Результаты исследования
Изучение росписей Абдулзагира Мусаева в «Зале Славы» администрации главы Республики Ингушетия должен продемонстрировать результат подобного уникального сплава и показать плодотворность этого творческого метода в современной монументальной живописи. Реализация этой цели потребовала в дан-
ном исследовании сочетания культурологического ракурса анализа и искусствоведческого подхода.

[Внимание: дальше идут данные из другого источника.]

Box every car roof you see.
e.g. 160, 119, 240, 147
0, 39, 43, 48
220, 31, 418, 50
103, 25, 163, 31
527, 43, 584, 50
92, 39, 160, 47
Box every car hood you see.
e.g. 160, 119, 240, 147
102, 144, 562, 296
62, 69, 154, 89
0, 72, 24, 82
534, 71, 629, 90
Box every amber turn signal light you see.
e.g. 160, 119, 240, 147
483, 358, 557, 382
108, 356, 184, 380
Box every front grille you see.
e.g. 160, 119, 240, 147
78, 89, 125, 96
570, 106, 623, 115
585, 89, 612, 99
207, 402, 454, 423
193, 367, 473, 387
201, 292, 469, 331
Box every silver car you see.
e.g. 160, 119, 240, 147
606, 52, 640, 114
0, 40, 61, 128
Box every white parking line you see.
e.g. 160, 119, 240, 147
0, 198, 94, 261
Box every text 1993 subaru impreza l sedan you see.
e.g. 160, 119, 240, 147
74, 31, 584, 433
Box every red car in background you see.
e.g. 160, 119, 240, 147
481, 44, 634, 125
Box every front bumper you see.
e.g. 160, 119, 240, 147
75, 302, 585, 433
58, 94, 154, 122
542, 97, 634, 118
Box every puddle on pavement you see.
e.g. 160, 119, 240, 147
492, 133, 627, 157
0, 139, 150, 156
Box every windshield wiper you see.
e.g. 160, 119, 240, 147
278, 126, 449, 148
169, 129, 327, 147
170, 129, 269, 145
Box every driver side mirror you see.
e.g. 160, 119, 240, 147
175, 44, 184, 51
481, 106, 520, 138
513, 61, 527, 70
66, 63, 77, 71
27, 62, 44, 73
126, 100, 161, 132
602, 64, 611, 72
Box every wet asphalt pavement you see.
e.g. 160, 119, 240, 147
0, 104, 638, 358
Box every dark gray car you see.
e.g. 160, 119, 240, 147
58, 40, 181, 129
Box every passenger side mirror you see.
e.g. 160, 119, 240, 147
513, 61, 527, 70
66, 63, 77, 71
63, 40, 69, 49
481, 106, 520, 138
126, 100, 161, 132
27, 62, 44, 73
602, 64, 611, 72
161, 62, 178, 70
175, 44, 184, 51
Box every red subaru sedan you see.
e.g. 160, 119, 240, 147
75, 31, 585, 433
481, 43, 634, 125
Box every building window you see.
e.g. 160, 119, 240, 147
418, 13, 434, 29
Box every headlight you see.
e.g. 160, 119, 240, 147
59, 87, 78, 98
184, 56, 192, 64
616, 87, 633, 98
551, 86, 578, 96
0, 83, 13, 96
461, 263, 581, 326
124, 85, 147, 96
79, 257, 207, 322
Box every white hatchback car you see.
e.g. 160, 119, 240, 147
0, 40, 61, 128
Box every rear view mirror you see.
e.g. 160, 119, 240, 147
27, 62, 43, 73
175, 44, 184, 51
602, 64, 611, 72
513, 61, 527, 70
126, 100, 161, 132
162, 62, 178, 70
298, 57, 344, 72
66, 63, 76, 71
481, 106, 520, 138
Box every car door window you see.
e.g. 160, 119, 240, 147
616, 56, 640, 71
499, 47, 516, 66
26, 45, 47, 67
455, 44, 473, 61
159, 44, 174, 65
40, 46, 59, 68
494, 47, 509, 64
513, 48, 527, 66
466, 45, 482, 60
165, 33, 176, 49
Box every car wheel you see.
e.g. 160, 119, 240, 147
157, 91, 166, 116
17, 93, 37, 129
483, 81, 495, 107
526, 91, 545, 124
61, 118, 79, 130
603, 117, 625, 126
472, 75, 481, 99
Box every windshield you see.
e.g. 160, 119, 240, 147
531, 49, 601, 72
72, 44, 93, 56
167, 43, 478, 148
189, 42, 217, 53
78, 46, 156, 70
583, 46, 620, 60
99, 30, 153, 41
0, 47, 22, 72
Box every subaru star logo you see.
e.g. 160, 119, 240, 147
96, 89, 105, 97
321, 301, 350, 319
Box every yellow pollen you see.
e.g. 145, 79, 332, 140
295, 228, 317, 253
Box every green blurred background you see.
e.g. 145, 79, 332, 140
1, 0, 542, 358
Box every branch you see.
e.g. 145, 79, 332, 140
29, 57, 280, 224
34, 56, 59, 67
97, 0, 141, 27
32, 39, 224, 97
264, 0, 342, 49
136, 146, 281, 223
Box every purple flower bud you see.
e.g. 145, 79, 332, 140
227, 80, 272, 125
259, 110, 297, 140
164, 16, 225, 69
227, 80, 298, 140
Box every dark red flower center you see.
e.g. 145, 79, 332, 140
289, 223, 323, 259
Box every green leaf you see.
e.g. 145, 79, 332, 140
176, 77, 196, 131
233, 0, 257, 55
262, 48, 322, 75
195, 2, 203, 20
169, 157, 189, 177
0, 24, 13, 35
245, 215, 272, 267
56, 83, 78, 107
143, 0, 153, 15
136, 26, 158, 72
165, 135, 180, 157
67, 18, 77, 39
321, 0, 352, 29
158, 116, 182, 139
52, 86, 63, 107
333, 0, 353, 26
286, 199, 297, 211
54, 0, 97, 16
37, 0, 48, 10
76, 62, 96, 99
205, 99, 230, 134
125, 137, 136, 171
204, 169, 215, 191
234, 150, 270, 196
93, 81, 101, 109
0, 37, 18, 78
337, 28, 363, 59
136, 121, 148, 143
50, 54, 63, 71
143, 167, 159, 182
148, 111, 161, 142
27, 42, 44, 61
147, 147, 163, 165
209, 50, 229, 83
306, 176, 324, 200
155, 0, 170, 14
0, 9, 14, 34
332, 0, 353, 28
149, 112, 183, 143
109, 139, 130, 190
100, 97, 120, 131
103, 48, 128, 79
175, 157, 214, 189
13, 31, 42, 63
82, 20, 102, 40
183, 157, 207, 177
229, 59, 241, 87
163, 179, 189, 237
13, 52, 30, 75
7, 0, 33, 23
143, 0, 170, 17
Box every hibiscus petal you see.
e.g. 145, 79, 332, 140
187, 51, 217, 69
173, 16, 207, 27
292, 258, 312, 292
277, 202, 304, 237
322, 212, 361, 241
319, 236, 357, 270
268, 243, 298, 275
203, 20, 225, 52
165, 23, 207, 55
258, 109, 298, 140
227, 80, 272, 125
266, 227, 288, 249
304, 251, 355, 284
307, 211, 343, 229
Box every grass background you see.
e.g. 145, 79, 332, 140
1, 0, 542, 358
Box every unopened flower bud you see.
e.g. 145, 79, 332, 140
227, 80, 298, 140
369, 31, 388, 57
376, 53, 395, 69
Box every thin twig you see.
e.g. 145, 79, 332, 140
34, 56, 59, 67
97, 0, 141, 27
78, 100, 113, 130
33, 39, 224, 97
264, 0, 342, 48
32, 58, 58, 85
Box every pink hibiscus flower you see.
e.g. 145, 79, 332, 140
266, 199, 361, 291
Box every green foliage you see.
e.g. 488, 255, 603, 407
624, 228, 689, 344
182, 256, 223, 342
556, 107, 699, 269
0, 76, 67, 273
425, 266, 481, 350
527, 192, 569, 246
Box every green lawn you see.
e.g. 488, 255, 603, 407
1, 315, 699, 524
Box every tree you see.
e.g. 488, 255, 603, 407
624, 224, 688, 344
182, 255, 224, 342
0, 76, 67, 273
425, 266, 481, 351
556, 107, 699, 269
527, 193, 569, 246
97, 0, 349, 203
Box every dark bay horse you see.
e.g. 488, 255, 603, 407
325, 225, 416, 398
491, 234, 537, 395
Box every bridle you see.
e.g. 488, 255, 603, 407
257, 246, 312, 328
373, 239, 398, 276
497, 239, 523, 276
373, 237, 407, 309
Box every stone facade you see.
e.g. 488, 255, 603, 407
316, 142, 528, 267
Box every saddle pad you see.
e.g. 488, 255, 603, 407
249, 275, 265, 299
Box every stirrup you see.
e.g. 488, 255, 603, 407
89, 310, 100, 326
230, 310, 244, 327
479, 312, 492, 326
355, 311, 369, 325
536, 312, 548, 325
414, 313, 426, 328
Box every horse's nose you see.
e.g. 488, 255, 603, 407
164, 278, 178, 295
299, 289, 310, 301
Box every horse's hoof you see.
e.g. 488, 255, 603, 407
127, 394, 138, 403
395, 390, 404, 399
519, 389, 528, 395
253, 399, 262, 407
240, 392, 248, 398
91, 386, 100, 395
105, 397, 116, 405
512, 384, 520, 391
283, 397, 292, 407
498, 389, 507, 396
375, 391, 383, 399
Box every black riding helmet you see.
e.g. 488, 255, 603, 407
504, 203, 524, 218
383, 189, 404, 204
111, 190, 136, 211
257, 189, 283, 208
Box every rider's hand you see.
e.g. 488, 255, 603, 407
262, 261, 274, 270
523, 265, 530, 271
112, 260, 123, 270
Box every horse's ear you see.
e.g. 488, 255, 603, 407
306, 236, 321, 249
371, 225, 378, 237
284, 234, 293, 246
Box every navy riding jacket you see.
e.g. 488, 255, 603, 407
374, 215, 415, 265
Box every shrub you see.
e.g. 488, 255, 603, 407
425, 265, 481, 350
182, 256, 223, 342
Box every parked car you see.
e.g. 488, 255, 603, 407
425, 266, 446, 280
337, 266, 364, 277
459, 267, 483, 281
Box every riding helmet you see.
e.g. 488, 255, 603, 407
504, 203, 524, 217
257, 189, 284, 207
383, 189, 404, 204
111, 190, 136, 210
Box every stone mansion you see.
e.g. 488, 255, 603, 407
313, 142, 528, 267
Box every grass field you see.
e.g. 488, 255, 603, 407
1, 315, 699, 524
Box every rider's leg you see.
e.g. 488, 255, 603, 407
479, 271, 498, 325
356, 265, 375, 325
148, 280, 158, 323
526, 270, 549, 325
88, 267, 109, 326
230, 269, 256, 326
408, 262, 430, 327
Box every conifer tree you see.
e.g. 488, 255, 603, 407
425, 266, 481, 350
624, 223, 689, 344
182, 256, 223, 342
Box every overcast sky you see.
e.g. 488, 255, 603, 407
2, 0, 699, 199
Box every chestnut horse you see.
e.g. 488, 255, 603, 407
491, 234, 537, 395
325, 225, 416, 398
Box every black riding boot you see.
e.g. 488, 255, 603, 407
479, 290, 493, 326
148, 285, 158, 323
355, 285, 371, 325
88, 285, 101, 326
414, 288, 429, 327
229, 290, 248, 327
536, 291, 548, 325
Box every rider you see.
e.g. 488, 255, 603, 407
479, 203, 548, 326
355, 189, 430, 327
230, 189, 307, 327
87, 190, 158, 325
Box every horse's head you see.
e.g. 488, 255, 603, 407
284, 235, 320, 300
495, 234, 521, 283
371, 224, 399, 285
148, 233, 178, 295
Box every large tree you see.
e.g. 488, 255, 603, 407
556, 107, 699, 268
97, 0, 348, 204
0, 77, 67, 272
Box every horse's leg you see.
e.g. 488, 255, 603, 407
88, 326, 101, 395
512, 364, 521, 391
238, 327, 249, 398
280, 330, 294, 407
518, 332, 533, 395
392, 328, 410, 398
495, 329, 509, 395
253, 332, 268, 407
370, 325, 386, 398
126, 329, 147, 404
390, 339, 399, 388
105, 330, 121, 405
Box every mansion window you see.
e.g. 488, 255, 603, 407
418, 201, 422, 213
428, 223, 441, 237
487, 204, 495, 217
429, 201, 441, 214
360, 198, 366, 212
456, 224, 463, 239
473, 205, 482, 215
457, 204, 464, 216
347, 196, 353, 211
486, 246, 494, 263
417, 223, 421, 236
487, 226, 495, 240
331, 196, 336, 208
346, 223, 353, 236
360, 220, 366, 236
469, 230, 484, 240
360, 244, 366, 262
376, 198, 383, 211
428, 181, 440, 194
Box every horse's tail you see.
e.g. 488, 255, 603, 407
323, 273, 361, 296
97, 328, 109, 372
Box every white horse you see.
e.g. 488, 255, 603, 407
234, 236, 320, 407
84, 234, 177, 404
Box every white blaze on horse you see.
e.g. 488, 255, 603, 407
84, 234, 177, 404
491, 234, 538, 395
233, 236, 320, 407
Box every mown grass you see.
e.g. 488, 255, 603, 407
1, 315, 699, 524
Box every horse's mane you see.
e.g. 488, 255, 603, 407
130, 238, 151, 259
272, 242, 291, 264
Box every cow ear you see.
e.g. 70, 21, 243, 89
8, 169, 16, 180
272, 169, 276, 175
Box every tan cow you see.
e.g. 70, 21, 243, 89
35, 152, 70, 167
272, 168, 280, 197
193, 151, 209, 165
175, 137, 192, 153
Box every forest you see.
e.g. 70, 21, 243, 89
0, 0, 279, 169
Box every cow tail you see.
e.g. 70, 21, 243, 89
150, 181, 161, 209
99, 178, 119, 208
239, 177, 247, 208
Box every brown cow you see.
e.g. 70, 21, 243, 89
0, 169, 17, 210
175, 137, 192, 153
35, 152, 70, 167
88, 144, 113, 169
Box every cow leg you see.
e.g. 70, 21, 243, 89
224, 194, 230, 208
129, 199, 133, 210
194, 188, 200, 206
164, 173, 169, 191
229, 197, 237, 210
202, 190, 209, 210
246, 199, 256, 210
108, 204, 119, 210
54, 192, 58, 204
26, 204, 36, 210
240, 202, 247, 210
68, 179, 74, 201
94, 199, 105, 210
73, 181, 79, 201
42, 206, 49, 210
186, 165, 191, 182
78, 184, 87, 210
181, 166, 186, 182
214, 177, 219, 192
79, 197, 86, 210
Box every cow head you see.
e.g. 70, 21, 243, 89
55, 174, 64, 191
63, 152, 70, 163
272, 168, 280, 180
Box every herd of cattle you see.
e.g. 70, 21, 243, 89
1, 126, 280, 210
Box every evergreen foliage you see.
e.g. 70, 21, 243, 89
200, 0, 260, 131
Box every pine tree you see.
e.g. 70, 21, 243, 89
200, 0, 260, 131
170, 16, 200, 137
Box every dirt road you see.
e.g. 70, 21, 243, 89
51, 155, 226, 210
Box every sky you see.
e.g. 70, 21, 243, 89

Современные ингуши исповедуют ислам. Однако практически все исследователи склонны утверждать, что реальные обстоятельства духовно-религиозной составляющей культуры ингушского народа гораздо сложнее и глубже. М. М. Зязиков пишет: «Ингуши, как и все северокавказские народы, приняли ислам далеко не сразу после его проникновения в этот регион. Находясь в поиске «метафизического ориентира сознания», народы Северного Кавказа, начиная с 1-го тысячелетия н. э., склонялись то к христианству, то к исламу, оставаясь при этом убежденными язычниками, что отнюдь не парадоксально в условиях исторических реалий Кавказского региона» [10, с. 135].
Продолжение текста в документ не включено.